The president was also asked why the process had taken so long and if power sharing arguments had caused the delays. To which he answered: ‘Power sharing has been the last thing on our minds. We are being driven primarily on the people’s ability to deliver... the delay is occasioned not by disagreement but by the process of talking to the men and women we are interviewing who are somewhere here...’

At some point the president passed the mantle or in this case the microphone or podium to his deputy and here he would do what most people would equate with putting his foot in his mouth. A move that would- just the following afternoon- require some artful spin.

He began well enough: ‘Don’t waste time trying to find out who among the nominees is TNA and URP... we didn’t ask them who they voted for. He then proverbially opened his mouth and firmly inserted his foot by uttering the seemingly harmless statement:

‘I can tell you that there will be two politicians in Cabinet the president and I’. This would have been harmless if the last two names on the second list were not those of ‘ex’ politicians and loyal friends of the two.

Before the two made their retreat back into the hallowed halls of state house the president promised he and his Deputy would deliver more names to Kenyans by ‘9am at the latest’ the following morning, even encouraging the journalists to ‘watcheni virago vyenu hapohapo’ (leave your things right there) and return for them in the morning.

This promise would however stuck to as the two made their appearance 2 hours later than promised- eventually starting at 11:20 am.
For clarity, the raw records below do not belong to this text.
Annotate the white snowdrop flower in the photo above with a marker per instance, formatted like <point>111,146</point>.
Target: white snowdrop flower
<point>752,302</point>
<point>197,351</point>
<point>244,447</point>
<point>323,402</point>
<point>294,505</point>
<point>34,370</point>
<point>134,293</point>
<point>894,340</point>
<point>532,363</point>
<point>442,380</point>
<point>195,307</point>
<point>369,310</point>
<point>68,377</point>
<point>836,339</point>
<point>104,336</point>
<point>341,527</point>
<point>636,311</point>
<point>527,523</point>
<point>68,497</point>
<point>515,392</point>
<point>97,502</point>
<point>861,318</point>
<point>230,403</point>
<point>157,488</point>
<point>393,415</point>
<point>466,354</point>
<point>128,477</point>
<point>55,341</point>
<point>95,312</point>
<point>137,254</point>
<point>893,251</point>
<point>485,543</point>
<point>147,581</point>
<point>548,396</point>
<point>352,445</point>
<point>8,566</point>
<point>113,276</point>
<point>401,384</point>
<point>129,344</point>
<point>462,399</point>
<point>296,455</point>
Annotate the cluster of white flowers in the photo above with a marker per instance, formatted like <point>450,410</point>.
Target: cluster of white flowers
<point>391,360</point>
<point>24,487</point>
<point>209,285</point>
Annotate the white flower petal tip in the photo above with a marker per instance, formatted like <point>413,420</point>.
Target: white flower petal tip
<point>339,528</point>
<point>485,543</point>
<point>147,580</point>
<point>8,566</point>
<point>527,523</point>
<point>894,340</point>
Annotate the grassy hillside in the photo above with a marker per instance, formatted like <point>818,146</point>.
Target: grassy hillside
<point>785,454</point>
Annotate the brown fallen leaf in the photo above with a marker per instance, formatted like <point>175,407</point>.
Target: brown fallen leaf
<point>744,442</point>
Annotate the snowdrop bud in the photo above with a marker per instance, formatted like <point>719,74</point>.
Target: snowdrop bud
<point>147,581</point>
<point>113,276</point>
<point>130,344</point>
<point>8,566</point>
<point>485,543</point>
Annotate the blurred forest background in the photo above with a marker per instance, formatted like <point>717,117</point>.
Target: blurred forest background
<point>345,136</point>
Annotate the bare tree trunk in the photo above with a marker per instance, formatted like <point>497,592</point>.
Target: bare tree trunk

They would eventually name 12 more nominees:

Adan Mohamed-Industrialization

Mrs. Anne Waiguru- Devolution & Planning

Mr Davis Chirchir- Energy & Petrolium

Ms. Raychelle Awor Omamo– Defence- the countries first female defence secretary   

 Mr Michael S. Kamau- Transport & Infrastructure

Mrs. Phyllis Chepkosgey- EA Affairs, Commerce & Tourism

Prof. Jacob Kaimenyi-Education

Mr. Felix Kosgey- Agriculture, Livestock & Fisheries

Prof. Judi Wakhungu- Environment, Water & Natural Resources

Dr. Hassan Wario- Sports, Culture & Arts

 

Loyalty Has Its Benefits:

With his next two and final appointments of the day the President and DPP made a widely expected but talked about and unpopular move by scratching the backs and rewarding the loyalty of two of his most fervent supporters. Najib Balala -Mining and

 Charity Ngilu-Lands, Housing & Urban Development. Land is one of the most contentious issues.
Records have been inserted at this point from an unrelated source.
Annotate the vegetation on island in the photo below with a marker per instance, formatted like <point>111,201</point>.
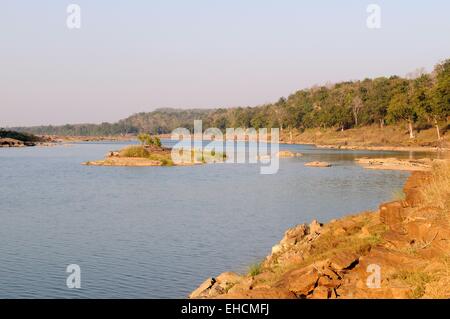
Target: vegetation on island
<point>418,101</point>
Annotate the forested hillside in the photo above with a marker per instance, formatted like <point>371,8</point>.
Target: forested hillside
<point>419,101</point>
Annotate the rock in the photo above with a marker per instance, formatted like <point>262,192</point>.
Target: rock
<point>259,293</point>
<point>227,279</point>
<point>321,293</point>
<point>202,290</point>
<point>343,261</point>
<point>300,281</point>
<point>315,227</point>
<point>285,154</point>
<point>294,235</point>
<point>318,164</point>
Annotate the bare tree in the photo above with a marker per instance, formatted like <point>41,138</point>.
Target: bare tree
<point>357,105</point>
With these two appointments would come numerous questions  and less than approving chatter. Especially given the previous nights’ comments by the DPP. When he was asked about this the president went into what many would call ‘damage control’ and ‘spin’.
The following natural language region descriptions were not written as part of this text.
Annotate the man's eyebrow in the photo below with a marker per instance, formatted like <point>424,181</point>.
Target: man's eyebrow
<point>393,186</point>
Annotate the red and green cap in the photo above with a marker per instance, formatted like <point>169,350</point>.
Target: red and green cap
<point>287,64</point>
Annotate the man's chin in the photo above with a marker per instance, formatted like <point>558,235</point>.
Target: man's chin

In his spin Kenyatta announced to a very sceptical nation that ‘what the DPP said is true; there are only two politicians. The two are not going to be politicians. They shall leave their political lives and shall not interfere in the politics of the government.’ If his 'spin doctor move showed anything it was that Kenyatta had & has his Deputy Presidents back and that their camaraderie is indeed a real friendship and not just for show. 
And with that statement most of the country went ‘yeah right’ ‘a politician can’t help but be just that’ The old adage ‘You scratch my back I scratch yours’ resonated and rang clearly for many a Kenyan sitting before their television sets. Before this the largely TNA/URP parliament had said that they didn’t want any politicians in the new largely technocrat cabinet. Given statements such as these one would thing their appointments would not go too far. We shall have to wait and see.